From the chapter entitled: Ruining a Story
"Novels murder and create. Stories are the scenes of crimes. I find when I talk about stories, I often use the metaphors of detection, archaeology, pathology, forensics of all kinds. Collecting the evidence often is enough in a story. As a reader I am satisfied in the periphery of my nerves. Instead of its solution, the vibrations of the crime itself, its harmonic, are encoded in the air (Pg 119)."

Main Strength: There are moments of brilliance in this collection, specifically Martone's constant urging for writers to bring the non-fiction aspects of their life into their fiction writing in order to "risk a more public display of private emotion." Martone urges writers to bring the every day appliances and objects of their lives into their fiction as a way to bring both author and reader closer to the larger community. There are beautifully written sentences and thoughtful commentary on writing, teaching writing and what is means to be a writer scattered throughout the book. When you stumble upon one of these moments in the book it is satisfying and enlightening - however he can rarely hit one of these points only once.
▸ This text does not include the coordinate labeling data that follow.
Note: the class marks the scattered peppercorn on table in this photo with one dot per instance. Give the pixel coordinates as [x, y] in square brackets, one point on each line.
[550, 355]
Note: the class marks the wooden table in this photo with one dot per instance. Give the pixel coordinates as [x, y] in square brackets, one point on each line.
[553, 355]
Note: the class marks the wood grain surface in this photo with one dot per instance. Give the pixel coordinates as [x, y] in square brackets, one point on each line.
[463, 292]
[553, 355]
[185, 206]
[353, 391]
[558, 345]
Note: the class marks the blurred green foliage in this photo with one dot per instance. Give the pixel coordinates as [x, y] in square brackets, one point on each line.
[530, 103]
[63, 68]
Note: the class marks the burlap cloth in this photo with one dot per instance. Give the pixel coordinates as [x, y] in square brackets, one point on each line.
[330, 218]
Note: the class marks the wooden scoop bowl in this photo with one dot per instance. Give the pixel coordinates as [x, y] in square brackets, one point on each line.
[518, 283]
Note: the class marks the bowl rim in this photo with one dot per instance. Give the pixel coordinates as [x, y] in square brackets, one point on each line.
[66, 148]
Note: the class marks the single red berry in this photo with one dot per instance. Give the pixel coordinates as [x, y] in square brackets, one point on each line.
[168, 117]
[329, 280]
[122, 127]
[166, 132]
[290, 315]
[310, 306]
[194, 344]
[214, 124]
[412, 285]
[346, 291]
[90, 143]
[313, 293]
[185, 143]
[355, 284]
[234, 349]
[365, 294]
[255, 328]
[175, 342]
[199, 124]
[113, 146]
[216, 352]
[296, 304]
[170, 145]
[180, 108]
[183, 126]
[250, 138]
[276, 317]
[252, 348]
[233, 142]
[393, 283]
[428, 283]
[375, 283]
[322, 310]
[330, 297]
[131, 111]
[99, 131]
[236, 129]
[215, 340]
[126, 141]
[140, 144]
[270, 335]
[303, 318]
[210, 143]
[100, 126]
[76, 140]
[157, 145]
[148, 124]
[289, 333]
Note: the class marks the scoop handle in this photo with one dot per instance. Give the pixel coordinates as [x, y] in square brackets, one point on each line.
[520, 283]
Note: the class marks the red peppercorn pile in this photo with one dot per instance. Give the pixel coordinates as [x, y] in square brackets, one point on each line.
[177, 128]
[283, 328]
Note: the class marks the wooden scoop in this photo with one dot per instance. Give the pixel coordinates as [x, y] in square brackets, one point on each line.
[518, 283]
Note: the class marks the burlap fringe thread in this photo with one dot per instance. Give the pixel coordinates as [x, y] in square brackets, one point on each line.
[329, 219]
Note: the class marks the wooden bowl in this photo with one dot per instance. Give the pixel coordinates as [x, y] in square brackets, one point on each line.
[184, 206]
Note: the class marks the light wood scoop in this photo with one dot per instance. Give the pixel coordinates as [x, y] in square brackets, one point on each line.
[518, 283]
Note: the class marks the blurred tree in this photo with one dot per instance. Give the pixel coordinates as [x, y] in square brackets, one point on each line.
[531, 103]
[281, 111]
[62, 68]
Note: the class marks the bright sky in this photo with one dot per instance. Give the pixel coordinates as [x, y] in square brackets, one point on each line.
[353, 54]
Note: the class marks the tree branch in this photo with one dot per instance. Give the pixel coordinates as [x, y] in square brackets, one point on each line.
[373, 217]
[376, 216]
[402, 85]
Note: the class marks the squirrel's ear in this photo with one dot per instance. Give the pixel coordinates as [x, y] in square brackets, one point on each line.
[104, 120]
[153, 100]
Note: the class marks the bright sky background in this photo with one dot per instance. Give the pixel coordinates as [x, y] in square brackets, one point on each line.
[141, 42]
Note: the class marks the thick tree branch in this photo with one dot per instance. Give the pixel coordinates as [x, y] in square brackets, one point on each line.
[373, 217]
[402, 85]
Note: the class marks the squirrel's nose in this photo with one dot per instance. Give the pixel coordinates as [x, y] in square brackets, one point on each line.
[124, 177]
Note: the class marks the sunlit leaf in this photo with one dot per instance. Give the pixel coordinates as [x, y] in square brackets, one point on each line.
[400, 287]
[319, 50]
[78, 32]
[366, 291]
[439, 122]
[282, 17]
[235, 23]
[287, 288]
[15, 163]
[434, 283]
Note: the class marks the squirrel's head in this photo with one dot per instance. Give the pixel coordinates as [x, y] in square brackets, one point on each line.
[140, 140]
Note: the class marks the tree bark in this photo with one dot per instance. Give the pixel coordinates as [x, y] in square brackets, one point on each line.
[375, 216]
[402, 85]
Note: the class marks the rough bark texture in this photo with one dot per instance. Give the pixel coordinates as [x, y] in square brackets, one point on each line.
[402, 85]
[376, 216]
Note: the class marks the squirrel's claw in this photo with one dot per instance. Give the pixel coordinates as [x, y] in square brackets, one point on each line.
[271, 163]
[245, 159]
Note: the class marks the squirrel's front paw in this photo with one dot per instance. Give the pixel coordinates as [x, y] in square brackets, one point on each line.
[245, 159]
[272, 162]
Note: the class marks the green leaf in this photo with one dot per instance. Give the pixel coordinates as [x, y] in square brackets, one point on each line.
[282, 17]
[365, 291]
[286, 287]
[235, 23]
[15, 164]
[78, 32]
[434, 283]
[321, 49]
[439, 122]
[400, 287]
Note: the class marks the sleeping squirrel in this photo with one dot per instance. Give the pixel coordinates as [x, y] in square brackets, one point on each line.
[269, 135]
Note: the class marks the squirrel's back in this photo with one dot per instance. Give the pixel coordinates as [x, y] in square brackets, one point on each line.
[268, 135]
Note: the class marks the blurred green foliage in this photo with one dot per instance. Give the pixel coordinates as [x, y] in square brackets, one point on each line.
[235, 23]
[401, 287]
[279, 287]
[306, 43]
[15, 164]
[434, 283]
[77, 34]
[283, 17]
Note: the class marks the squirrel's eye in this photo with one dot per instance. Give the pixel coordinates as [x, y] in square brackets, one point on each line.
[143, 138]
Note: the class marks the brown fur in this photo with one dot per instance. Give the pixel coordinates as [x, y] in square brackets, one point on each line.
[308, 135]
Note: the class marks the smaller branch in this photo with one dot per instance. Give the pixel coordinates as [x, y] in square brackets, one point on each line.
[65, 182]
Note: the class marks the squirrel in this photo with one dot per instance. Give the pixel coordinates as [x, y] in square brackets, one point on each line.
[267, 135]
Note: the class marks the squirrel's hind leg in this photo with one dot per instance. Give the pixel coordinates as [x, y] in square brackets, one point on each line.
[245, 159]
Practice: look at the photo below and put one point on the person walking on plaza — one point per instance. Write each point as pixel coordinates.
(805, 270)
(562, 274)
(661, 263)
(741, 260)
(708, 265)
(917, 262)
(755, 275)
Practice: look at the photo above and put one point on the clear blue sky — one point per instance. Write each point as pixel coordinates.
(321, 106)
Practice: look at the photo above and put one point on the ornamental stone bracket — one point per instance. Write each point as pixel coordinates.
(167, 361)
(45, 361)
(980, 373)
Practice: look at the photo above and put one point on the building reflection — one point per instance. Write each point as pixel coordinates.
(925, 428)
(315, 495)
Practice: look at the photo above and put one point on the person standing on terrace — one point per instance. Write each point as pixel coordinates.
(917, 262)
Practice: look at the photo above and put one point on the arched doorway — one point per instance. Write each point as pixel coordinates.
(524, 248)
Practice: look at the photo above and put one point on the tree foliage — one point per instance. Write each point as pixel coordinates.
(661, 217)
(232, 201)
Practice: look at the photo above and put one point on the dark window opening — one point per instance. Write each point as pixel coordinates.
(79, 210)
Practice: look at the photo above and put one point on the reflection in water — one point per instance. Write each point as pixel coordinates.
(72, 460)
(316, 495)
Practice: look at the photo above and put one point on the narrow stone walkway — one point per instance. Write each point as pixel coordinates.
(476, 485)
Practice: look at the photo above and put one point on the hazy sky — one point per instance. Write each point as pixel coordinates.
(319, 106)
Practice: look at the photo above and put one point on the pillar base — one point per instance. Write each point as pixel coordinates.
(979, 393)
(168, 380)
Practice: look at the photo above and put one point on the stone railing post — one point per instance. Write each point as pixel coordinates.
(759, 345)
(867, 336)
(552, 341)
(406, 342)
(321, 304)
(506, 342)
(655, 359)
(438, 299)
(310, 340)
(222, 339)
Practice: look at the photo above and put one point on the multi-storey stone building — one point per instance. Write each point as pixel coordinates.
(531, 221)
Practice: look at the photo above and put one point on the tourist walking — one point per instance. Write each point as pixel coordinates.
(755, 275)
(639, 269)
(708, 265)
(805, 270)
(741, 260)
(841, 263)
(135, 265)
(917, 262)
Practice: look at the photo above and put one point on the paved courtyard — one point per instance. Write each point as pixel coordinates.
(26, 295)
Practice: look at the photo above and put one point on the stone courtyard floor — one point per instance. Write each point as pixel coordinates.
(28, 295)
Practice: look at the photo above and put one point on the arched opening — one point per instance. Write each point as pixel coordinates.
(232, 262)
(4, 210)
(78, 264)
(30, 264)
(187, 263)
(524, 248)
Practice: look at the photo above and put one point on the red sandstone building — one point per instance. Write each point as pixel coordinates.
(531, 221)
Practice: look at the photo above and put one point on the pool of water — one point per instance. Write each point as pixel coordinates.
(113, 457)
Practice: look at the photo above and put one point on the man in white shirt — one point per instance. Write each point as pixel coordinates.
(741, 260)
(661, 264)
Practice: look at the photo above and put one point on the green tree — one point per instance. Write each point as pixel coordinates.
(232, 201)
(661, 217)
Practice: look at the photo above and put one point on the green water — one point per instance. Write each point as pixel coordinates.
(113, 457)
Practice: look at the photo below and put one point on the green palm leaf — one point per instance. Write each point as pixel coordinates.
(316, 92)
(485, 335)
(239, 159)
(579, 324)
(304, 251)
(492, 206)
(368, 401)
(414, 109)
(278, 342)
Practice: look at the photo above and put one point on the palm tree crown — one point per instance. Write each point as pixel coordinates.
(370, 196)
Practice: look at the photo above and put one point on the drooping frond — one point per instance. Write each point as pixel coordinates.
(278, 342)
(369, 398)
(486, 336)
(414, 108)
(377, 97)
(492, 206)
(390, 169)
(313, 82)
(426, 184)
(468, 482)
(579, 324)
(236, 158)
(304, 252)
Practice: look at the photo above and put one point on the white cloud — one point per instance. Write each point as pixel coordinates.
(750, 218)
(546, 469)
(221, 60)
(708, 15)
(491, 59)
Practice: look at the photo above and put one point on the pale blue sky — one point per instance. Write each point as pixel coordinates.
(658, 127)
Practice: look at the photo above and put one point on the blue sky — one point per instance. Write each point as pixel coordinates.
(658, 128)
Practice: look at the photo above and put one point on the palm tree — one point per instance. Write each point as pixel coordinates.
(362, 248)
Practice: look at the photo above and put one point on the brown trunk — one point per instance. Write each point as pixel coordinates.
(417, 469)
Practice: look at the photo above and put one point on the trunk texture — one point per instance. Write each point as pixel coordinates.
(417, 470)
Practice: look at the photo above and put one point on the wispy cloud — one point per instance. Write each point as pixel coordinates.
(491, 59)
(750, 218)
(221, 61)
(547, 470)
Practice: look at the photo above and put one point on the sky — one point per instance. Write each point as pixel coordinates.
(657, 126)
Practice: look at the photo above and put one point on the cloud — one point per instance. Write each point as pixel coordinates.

Main Weakness: It's repetitive. Martone refers to the Blue Guide to Indiana so much that as a reader I began to resent it and lose interest quickly. It almost seemed as if Martone did not have enough to draw from and as a result much of the book hit upon similar points over and over again. I understand that this is a book that explores several unconventional writing practices (and an unconventional structure), but in general it lacked any real purpose and failed to hold my interest.